Pourquoi aurait-on encore besoin de la société civile dans la coopération au développement en 2019 ? Avant de pouvoir répondre à cette question, un petit retour aux origines de ce qu’on appelle communément les « organisations non gouvernementales » – les fameuses ONG – s’avère nécessaire.

Si la charte des Nations Unies adoptée en 1945 mentionne déjà les organisations non gouvernementales dans le contexte du Conseil économique et social (Art. 71)1, le terme n’entre dans le langage commun que beaucoup plus tard.

Tout.e expert.e en communication confirmera qu’il n’est pas très efficace, en matière d’image, de se définir à travers ce qu’on n’est pas. En effet, le terme « non gouvernemental » n’a du sens que dans les relations que ces organisations entretiennent par rapport aux gouvernements nationaux, aux institutions européennes ou encore onusiennes.

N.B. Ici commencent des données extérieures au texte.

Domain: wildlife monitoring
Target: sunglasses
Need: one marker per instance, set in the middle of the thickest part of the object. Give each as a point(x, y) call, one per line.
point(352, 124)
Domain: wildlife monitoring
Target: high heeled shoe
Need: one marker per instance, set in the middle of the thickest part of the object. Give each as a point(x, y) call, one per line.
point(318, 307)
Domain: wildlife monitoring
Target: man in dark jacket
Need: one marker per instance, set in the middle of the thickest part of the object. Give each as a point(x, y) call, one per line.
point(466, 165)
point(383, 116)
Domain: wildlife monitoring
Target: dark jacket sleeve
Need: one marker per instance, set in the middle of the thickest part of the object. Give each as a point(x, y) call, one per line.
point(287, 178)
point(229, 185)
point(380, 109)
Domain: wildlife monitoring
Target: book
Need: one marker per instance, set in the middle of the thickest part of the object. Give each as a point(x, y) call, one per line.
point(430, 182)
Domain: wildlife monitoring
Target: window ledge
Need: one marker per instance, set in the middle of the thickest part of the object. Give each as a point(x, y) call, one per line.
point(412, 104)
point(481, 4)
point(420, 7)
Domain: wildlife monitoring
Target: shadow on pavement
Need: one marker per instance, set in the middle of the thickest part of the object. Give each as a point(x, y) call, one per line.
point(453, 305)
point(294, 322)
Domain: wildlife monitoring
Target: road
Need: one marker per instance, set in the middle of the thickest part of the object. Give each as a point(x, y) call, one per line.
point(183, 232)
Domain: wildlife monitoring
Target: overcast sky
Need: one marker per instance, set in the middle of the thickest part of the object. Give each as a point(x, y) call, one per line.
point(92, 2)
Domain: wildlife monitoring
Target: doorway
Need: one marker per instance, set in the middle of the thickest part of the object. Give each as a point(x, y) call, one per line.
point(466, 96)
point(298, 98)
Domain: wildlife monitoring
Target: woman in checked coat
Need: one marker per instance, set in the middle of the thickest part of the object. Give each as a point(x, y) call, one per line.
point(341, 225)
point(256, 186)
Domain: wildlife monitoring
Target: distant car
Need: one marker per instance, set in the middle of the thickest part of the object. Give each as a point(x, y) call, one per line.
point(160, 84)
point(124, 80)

C’est pourquoi le terme ne va être adopté plus couramment par les organisations elles-mêmes qu’à partir des années 1970, lorsque l’Union européenne (qui a l’époque s’appelle encore Communauté économique européenne) commence a subsidier de façon plus systématique des organisations de solidarité internationale qui entreprennent des actions d’aide au développement ou d’urgence dans les pays su Sud global.

L’Europe donne le ton

Au Luxembourg le terme fut consacré au moment où justement le « Cercle des organisations non gouvernementales » a été créé il y a 40 ans. Cette structure faîtière des ONG n’était pas le fruit d’une volonté spontanée des acteur.e.s au Luxembourg, mais bien le résultat d’une demande de la Commission européenne qui exigeait que de telles plateformes soient mises en place dans tous les États-membres. Depuis le milieu des années 1970, le Fonds européen de développement entendait aussi financer des projets et programmes proposés par les ONG. Pour pouvoir définir un système de cofinancement efficace, il fallait une structure européenne des ONG qui deviendra en 1976 le « Comité de liaison des ONG européennes ». Le Comité de liaison tenait à Bruxelles une assemblée générale annuelle dont les délégué.e.s étaient désigné.e.s par les plateformes nationales.

Dans ce contexte, il est important de comprendre que c’est une dynamique européenne qui a permis la création de toute une panoplie d’ONG, le Luxembourg ayant longtemps été à la traîne en matière de coopération au développement. Ceci peut paraître étonnant aux jeunes générations, qui connaissent notre pays comme un des champions en la matière.

En tant que ONG « politique », c’est-à-dire organisation qui définissait sa raison d’être aussi bien à travers un soutien direct de partenaires du Sud qu’à travers la conscientisation des citoyen.ne.s du Nord en vue d’un changement de société, l’ASTM (qui s’appelait à l’époque Action Formation de Cadres) était une sinon la première organisation au Luxembourg à pointer du doigt les contradictions à la base de notre système économique si « efficace ». Et déjà au courant des années 1970, la dimension écologique jouait un rôle important dans son travail. La question des ressources limitées décrites par le Club of Rome en 19722 menait du côté des organisations tiers-mondistes aux premiers débats qui se rapprochaient fortement de la revendication qu’on appelle aujourd’hui la «justice climatique»: Il est inadmissible que celles et ceux qui ont profité le plus de l’exploitation de la terre et des sociétés colonisées se refusent à changer d’attitude, et empêchent ainsi le reste de la planète à avoir accès à un développement de leur sociétés.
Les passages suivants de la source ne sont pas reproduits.